2. **pip installs** (go to your command prompt and type "pip install _____" where the ____ are the items listed below
    - tweepy
    
### Coding concept
In this example, we will have one python code file (Tweet_Listener_class.py) which will create a socket for us to use which relies on those 4 authentication keys we created. That code creates the connection with twitter, extracts the feed and channelizes them using Socket or Kafka. For demonstration I’ve used Socket but we can also use Kafka to publish and consume. *If you are willing to use Kafka then you need to install required packages, and start zookeeper service followed by Kafka server.*

In the next phase of the flow, the Spark Structured Streaming program will receive the live feeds from the socket or Kafka and then perform required transformations. Finally we will write those transformed data into memory and run our required analysis on top of it.

### Program Flow
There will be two different steps to this process.
1. Tweet_Listener.py (python programming in command line)
    - This creates a socket for us that we then can connect our jupyter notebook to
2. StreamingTweetData (Spark Structured Streaming in Jupyter)
    - Then we connect to our socket (defined by the host and port number) and read the data off of that

##### Purpose of Tweets_Listener class
1. Import all necessary libraries to create connection with Twitter, read the tweet and keep it available for streaming.
2. Read the incoming tweet JSON file (The inflow tweets are in JSON format).
3. Retrieve only the actual tweet message and sent it to the client socket.
4. Define the host and port.

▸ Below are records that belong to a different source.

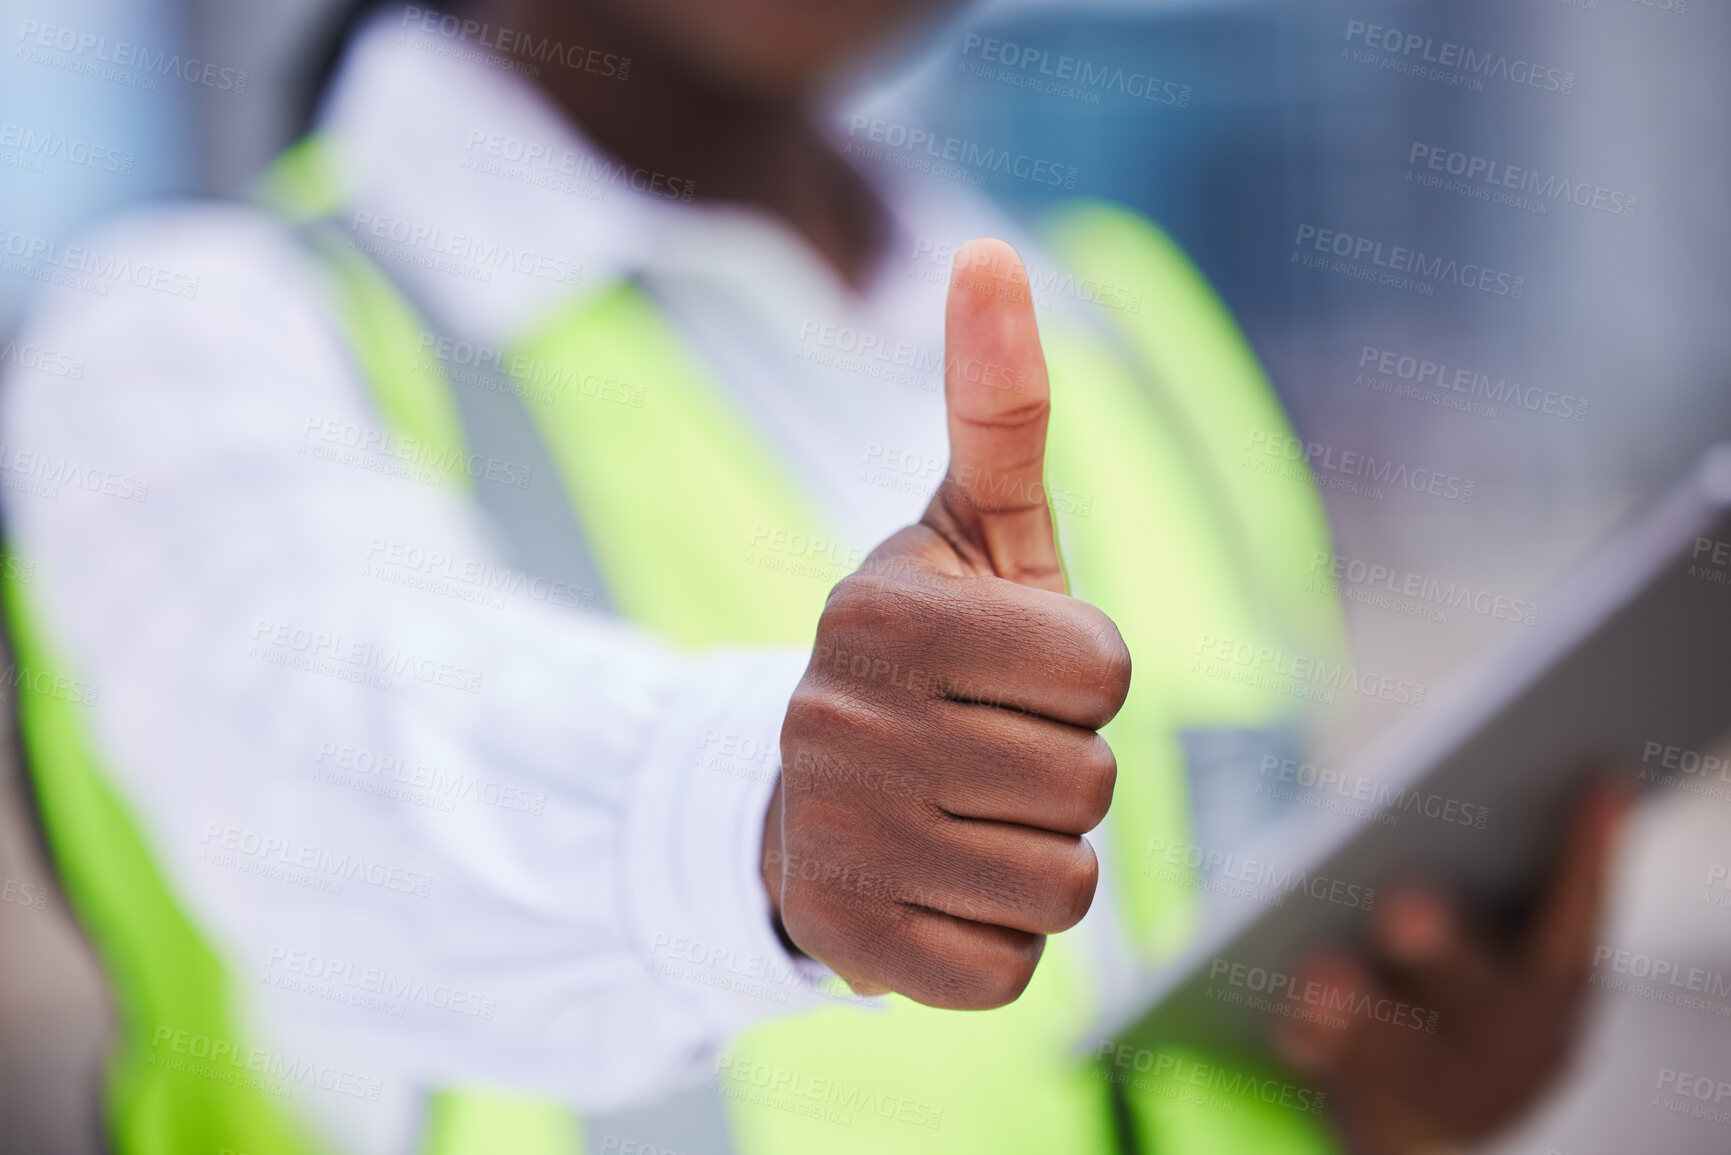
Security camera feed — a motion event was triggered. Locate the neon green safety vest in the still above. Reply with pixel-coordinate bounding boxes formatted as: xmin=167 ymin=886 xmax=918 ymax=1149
xmin=2 ymin=135 xmax=1345 ymax=1155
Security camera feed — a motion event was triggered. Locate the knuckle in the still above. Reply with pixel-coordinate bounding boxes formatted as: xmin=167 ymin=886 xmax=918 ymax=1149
xmin=1046 ymin=838 xmax=1099 ymax=930
xmin=963 ymin=936 xmax=1043 ymax=1009
xmin=1083 ymin=610 xmax=1133 ymax=713
xmin=915 ymin=931 xmax=1040 ymax=1010
xmin=867 ymin=913 xmax=1047 ymax=1011
xmin=824 ymin=573 xmax=917 ymax=644
xmin=779 ymin=693 xmax=833 ymax=767
xmin=1069 ymin=735 xmax=1117 ymax=829
xmin=1056 ymin=602 xmax=1131 ymax=728
xmin=783 ymin=693 xmax=934 ymax=814
xmin=783 ymin=888 xmax=873 ymax=965
xmin=782 ymin=687 xmax=874 ymax=753
xmin=814 ymin=576 xmax=944 ymax=684
xmin=783 ymin=684 xmax=829 ymax=733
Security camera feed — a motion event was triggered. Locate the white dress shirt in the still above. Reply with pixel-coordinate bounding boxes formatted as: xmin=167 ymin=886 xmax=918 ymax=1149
xmin=0 ymin=11 xmax=1135 ymax=1154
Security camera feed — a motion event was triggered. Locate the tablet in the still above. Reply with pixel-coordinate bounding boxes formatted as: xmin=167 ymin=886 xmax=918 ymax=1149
xmin=1095 ymin=442 xmax=1731 ymax=1061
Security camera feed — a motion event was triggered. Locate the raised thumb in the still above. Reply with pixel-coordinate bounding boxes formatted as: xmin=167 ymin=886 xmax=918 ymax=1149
xmin=923 ymin=237 xmax=1064 ymax=593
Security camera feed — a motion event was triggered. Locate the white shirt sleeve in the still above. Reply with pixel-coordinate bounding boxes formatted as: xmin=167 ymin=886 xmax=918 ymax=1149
xmin=0 ymin=204 xmax=832 ymax=1119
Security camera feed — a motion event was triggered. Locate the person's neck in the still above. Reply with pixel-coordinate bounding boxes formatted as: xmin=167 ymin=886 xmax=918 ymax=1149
xmin=472 ymin=0 xmax=886 ymax=289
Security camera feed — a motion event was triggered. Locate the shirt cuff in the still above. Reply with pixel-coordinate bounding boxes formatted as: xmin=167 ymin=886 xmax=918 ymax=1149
xmin=621 ymin=648 xmax=839 ymax=1036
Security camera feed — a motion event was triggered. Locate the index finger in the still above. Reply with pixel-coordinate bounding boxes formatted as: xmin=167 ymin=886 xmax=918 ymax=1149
xmin=1526 ymin=777 xmax=1634 ymax=985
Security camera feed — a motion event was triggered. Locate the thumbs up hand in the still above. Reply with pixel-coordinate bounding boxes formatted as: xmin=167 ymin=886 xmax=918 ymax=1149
xmin=764 ymin=240 xmax=1133 ymax=1008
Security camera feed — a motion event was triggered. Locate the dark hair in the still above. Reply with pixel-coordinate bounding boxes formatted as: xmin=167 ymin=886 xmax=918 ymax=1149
xmin=295 ymin=0 xmax=454 ymax=137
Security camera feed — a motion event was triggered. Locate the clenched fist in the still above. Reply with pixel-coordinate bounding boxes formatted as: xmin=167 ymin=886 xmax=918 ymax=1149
xmin=761 ymin=238 xmax=1133 ymax=1009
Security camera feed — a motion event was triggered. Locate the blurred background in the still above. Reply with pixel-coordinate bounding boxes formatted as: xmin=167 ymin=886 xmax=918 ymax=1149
xmin=2 ymin=0 xmax=1727 ymax=1151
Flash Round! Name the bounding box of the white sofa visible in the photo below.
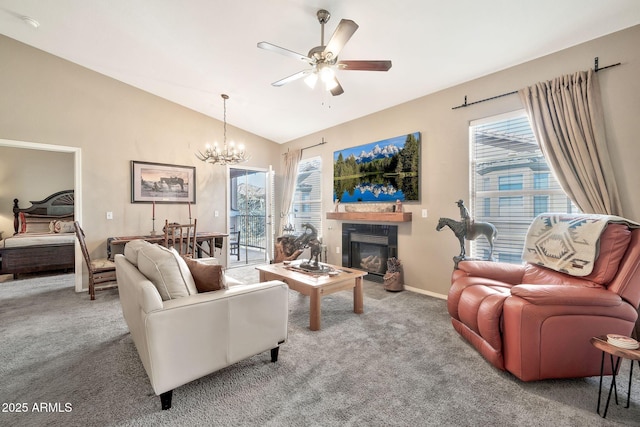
[114,240,288,410]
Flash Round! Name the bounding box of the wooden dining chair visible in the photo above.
[74,221,117,300]
[164,219,197,258]
[229,230,240,261]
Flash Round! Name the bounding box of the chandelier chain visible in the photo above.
[195,93,249,165]
[222,94,228,150]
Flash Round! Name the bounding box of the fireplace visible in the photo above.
[342,224,398,283]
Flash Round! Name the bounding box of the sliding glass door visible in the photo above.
[228,166,273,267]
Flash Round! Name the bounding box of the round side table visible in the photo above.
[590,335,640,418]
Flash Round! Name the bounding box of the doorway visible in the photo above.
[0,139,83,292]
[228,166,273,267]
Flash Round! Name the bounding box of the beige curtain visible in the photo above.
[519,69,622,215]
[279,148,302,235]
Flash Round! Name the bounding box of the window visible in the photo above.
[498,175,523,190]
[291,156,322,235]
[534,172,549,189]
[470,111,578,263]
[482,198,491,217]
[498,196,524,217]
[533,195,549,216]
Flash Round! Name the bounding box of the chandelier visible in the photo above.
[196,94,249,165]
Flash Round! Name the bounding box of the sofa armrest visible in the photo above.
[456,260,525,284]
[139,281,164,313]
[511,284,622,307]
[115,254,164,314]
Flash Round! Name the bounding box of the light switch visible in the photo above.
[106,211,113,220]
[422,209,428,218]
[214,210,219,217]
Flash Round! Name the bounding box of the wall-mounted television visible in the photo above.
[333,132,420,202]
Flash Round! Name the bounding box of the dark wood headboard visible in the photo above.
[13,190,75,234]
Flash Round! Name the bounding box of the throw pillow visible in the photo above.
[53,220,76,233]
[123,239,152,267]
[137,244,198,300]
[184,257,226,292]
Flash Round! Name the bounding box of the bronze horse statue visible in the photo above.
[297,223,322,269]
[436,216,498,261]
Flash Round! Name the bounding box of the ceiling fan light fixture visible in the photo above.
[304,72,318,89]
[195,94,249,165]
[325,77,338,91]
[319,65,335,83]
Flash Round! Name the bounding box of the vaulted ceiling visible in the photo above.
[1,0,639,143]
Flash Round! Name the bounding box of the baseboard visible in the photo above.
[404,285,447,300]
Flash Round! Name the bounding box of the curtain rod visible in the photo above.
[283,137,327,155]
[451,57,621,110]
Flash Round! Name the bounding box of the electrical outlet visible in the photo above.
[214,210,219,217]
[422,209,428,218]
[336,246,341,254]
[106,211,113,220]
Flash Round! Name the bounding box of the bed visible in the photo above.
[0,190,76,278]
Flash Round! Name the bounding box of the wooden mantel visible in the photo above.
[326,212,412,222]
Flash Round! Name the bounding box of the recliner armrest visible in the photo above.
[456,260,526,284]
[511,284,622,307]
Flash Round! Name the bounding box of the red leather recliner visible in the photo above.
[448,217,640,381]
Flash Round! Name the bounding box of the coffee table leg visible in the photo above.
[354,277,364,314]
[310,287,321,331]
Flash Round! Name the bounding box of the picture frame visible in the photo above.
[131,161,196,203]
[333,132,420,202]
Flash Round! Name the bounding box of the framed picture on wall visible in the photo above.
[131,161,196,203]
[333,132,421,202]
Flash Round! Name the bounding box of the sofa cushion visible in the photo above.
[522,264,600,288]
[137,244,198,300]
[184,257,226,292]
[124,239,153,267]
[523,215,635,277]
[521,224,631,287]
[583,223,631,285]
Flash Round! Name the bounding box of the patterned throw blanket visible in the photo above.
[522,213,640,276]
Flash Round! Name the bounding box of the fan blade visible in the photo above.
[257,41,312,64]
[330,78,344,96]
[272,70,312,87]
[323,19,359,60]
[337,60,392,71]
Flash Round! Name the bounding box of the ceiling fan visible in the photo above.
[257,9,392,96]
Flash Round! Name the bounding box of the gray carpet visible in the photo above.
[1,268,639,426]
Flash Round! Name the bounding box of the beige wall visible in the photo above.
[1,25,639,297]
[282,25,640,297]
[0,35,281,265]
[0,146,74,234]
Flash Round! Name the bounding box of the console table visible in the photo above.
[107,231,227,260]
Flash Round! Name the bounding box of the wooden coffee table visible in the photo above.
[256,262,367,331]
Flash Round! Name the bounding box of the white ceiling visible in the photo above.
[1,0,639,144]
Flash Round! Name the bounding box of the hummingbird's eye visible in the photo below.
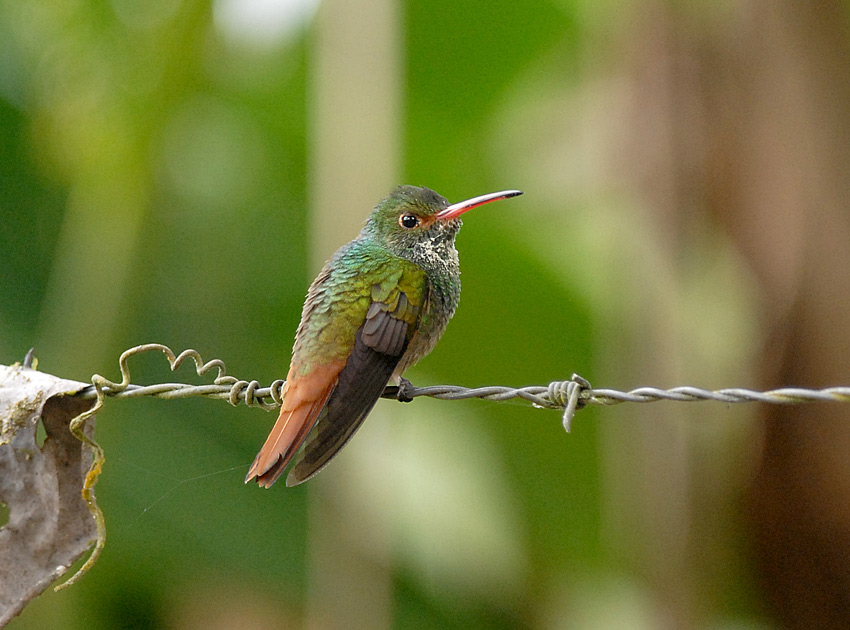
[399,213,419,229]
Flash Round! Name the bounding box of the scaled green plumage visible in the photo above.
[291,245,429,372]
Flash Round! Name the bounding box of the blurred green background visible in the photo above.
[5,0,850,628]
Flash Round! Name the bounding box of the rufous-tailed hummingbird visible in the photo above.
[245,185,522,487]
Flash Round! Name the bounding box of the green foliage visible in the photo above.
[0,0,766,628]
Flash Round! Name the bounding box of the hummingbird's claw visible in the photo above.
[395,377,416,402]
[382,378,416,402]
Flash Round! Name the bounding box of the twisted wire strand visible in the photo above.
[74,345,850,427]
[58,343,850,586]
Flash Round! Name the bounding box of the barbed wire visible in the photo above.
[75,344,850,432]
[42,342,850,588]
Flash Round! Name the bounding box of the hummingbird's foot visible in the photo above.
[382,378,416,402]
[395,377,416,402]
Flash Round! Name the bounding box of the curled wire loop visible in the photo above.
[77,344,285,410]
[64,344,285,589]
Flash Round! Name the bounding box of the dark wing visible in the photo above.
[285,291,421,486]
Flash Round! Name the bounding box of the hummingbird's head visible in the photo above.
[363,185,522,258]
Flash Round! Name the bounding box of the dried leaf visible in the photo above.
[0,364,96,627]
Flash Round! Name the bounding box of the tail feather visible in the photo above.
[245,360,344,488]
[251,394,330,488]
[284,327,403,486]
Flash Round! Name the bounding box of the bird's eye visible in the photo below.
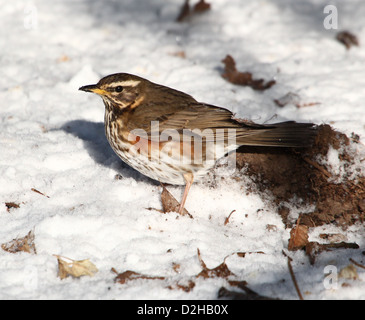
[115,86,123,93]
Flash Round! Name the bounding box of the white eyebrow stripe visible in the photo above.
[110,80,141,87]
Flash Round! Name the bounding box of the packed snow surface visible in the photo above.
[1,0,365,299]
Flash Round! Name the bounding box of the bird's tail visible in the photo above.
[235,121,318,148]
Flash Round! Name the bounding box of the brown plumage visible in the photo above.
[80,73,317,214]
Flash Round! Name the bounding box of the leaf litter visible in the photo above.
[54,255,98,280]
[1,230,37,255]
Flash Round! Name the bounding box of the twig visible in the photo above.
[224,210,236,225]
[283,250,304,300]
[349,258,365,270]
[31,188,50,198]
[302,157,332,178]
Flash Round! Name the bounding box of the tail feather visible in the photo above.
[236,121,317,148]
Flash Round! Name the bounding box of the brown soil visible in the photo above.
[235,124,365,228]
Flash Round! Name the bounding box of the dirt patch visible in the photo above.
[235,124,365,228]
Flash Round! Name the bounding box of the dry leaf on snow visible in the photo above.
[339,264,358,280]
[1,230,37,254]
[221,55,276,90]
[176,0,211,22]
[336,31,359,50]
[54,255,98,280]
[288,224,309,251]
[161,186,193,218]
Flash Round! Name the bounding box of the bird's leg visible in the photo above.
[178,173,194,215]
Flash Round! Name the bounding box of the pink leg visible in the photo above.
[178,173,194,215]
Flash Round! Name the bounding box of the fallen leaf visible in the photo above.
[219,281,278,300]
[54,255,98,280]
[193,0,211,12]
[176,0,211,22]
[336,31,359,50]
[339,264,358,280]
[57,55,70,62]
[196,248,234,279]
[5,202,20,212]
[288,224,309,251]
[319,233,347,243]
[176,0,190,22]
[306,241,359,265]
[168,51,186,59]
[274,92,320,109]
[113,269,165,284]
[161,186,193,218]
[1,230,36,254]
[274,92,300,108]
[168,280,196,292]
[221,55,276,90]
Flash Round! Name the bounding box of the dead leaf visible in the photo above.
[1,230,36,254]
[113,269,165,284]
[168,51,186,59]
[274,92,301,108]
[274,92,320,109]
[221,55,276,90]
[57,55,70,62]
[306,241,359,265]
[54,255,98,280]
[219,281,279,300]
[288,223,309,251]
[319,233,347,243]
[5,202,20,212]
[176,0,190,22]
[336,31,359,50]
[176,0,211,22]
[339,264,358,280]
[161,186,193,218]
[196,248,234,279]
[236,251,265,258]
[168,280,196,292]
[193,0,211,12]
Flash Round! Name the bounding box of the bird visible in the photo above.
[79,73,317,215]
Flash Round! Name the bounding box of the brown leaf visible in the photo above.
[113,269,165,284]
[339,264,358,280]
[288,224,309,251]
[161,186,193,218]
[219,281,279,300]
[193,0,211,12]
[306,241,359,265]
[319,233,347,243]
[274,92,320,109]
[221,55,276,90]
[176,0,211,22]
[54,255,98,280]
[5,202,20,212]
[336,31,359,50]
[1,230,36,254]
[196,248,234,279]
[176,0,190,22]
[168,280,196,292]
[274,92,301,108]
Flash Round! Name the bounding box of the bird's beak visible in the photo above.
[79,84,107,96]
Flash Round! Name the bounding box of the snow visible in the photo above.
[1,0,365,300]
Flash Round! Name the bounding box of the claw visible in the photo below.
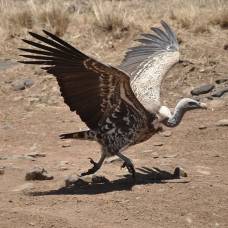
[80,158,99,177]
[88,157,96,165]
[121,162,135,180]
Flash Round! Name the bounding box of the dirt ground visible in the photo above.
[0,7,228,228]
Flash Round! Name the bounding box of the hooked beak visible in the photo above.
[199,102,207,109]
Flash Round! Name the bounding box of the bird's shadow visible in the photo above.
[29,167,189,196]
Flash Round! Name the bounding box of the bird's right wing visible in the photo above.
[18,30,148,130]
[119,21,180,109]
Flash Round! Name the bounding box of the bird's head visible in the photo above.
[179,98,207,111]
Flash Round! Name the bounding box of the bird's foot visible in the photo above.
[80,158,100,177]
[121,162,136,180]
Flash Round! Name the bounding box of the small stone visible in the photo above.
[160,130,172,137]
[12,80,26,91]
[92,175,110,184]
[191,84,215,96]
[173,167,188,178]
[25,167,54,181]
[27,152,46,158]
[215,78,228,84]
[59,166,69,171]
[211,88,228,97]
[0,167,5,175]
[153,142,163,146]
[224,44,228,50]
[11,79,34,91]
[163,154,177,158]
[199,125,207,130]
[60,161,69,166]
[24,79,34,88]
[216,119,228,127]
[65,174,90,187]
[62,143,71,148]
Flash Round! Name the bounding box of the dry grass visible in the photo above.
[91,0,134,38]
[0,0,72,38]
[169,0,228,33]
[0,0,227,58]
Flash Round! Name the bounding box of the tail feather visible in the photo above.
[59,130,96,141]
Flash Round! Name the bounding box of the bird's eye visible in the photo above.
[188,101,197,106]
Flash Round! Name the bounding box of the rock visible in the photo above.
[0,166,5,175]
[25,167,54,181]
[65,174,90,187]
[27,152,46,158]
[59,166,69,171]
[199,125,207,130]
[60,161,69,166]
[173,167,188,178]
[216,119,228,127]
[12,80,26,91]
[24,79,34,87]
[160,130,172,137]
[191,84,215,96]
[224,44,228,50]
[91,175,110,184]
[211,88,228,97]
[215,78,228,84]
[153,142,163,146]
[163,154,177,158]
[11,79,34,91]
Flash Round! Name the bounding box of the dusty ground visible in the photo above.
[0,1,228,227]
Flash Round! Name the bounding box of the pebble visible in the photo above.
[191,84,215,96]
[160,130,172,137]
[91,175,110,184]
[216,119,228,127]
[153,142,163,146]
[65,174,110,187]
[215,78,228,84]
[25,167,54,181]
[11,79,34,91]
[27,152,46,158]
[211,88,228,97]
[0,166,5,175]
[173,167,188,178]
[163,154,177,158]
[65,174,90,187]
[199,125,207,130]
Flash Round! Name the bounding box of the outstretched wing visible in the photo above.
[119,20,180,110]
[19,30,147,130]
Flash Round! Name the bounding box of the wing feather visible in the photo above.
[19,31,147,129]
[119,20,180,110]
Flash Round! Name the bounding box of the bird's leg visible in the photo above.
[80,153,106,177]
[116,152,135,180]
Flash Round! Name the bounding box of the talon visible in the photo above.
[121,162,126,169]
[80,158,99,177]
[88,157,96,165]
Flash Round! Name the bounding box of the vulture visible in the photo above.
[19,21,207,179]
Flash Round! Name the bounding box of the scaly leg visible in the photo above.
[116,152,135,179]
[80,152,106,177]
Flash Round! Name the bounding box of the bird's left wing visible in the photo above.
[18,30,147,130]
[119,21,180,109]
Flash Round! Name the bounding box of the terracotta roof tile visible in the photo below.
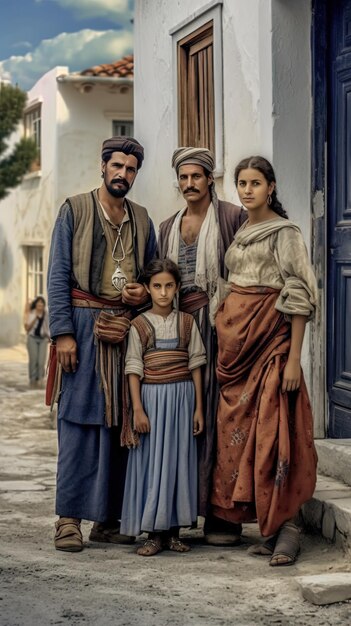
[80,55,134,78]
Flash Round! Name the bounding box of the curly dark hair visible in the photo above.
[234,156,288,219]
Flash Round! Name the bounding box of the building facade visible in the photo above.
[133,0,351,439]
[0,57,133,346]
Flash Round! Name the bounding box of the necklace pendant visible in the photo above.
[111,264,128,293]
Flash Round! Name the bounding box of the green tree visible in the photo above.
[0,83,38,200]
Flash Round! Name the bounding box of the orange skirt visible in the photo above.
[211,285,317,537]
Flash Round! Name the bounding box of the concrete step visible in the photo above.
[315,439,351,487]
[301,474,351,554]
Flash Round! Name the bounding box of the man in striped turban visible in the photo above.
[158,146,246,545]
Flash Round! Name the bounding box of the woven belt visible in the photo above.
[71,298,125,312]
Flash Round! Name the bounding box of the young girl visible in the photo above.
[121,258,206,556]
[211,156,318,566]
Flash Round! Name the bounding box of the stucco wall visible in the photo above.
[134,0,316,399]
[134,0,274,226]
[271,0,312,236]
[0,67,62,345]
[270,0,315,406]
[55,81,133,210]
[0,68,133,345]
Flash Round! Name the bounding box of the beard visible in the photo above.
[104,174,130,198]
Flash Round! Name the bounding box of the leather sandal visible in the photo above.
[269,522,300,566]
[137,535,163,556]
[54,517,83,552]
[166,536,191,553]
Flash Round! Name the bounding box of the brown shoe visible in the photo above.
[54,517,83,552]
[89,522,135,545]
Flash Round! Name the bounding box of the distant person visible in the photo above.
[120,258,206,556]
[24,296,50,388]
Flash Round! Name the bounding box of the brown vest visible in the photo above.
[67,189,150,296]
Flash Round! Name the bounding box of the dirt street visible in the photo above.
[0,346,351,626]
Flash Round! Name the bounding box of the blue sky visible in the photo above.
[0,0,134,90]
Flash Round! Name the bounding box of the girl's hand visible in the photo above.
[133,408,150,433]
[282,356,301,393]
[193,409,204,436]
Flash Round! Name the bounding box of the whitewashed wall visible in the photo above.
[0,67,133,345]
[134,0,275,226]
[55,80,133,211]
[0,67,62,345]
[134,0,317,412]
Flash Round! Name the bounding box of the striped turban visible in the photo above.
[172,147,215,175]
[101,136,144,169]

Initialize the socket object and bind host and port together.
5. Establish the connection with Client.
6. Use the authentication keys (access_token, access_secret_token, consumer_key and consumer_secret_key) to get the live stream data.
7. Filter tweets which contains a specific subjects. In my example I searched tweets related to ‘corona’. We can pass multiple tracking criteria.


In [49]:
# Import your dependecies
import pyspark # run after findspark.init() if you need it
from pyspark.sql import SparkSession
from pyspark.sql.functions import *
from pyspark.sql.types import *
# from pyspark.sql.functions import col, split

In [50]:
# Start up your pyspark session as always
# Don't run this more than once
spark = SparkSession.builder.appName("TwitterStream").getOrCreate()
spark

First we need to set up a kind of structure to tell spark where to read our stream from. In this case, we will match the below host and port number specified to the one we set up in our Tweet Listner class python file. 

Here we are reading the live streaming data from socket and type casting to String.

In [39]:
# read the tweet data from socket
tweet_df = spark \
    .readStream \
    .format("socket") \
    .option("host", "127.0.0.1") \
    .option("port", 3350) \
    .load()

# type cast the column value
tweet_df_string = tweet_df.selectExpr("CAST(value AS STRING)")

In [4]:
# This is how it would look for Kafka
# tweet_df = spark \
#   .readStream \
#   .format("kafka") \
#   .option("kafka.bootstrap.servers", "host1:port1,host2:port2") \
#   .option("subscribe", "trump") \
#   .load()

# # Type cast the key and column value
# tweet_df_string = tweet_df.selectExpr("CAST(key AS STRING)", "CAST(value AS STRING)")

Then split words based on space, filter out only hashtag (#) values and group them up.

In [40]:
tweets_tab = tweet_df_string.withColumn('word', explode(split(col('value'), ' '))) \
    .groupBy('word') \
    .count() \
    .sort('count', ascending=False). \
    filter(col('word').contains('#'))

After that write the above data into memory. Consider all data in each iterations (output mode = complete), and let the trigger run in every 2 seconds.

This is where the tweet listener actually starts running. Go check out your command line prompt!

In [44]:
writeTweet = tweets_tab.writeStream. \
    outputMode("complete"). \
    format("memory"). \
    queryName("tweetquery"). \
    trigger(processingTime='2 seconds'). \
    start()

print("----- streaming is running -------")

----- streaming is running -------


In [48]:
# Every time you run this cell, there will be fresh data!
# And the streaming keeps running
spark.sql("select * from tweetquery").show()

+----+-----+
|word|count|
+----+-----+
+----+-----+



In [43]:
# Stop the query
writeTweet.stop()

In [31]:
writeTweet.status

{'message': 'Stopped', 'isDataAvailable': False, 'isTriggerActive': False}

In [21]:
writeTweet.isActive

True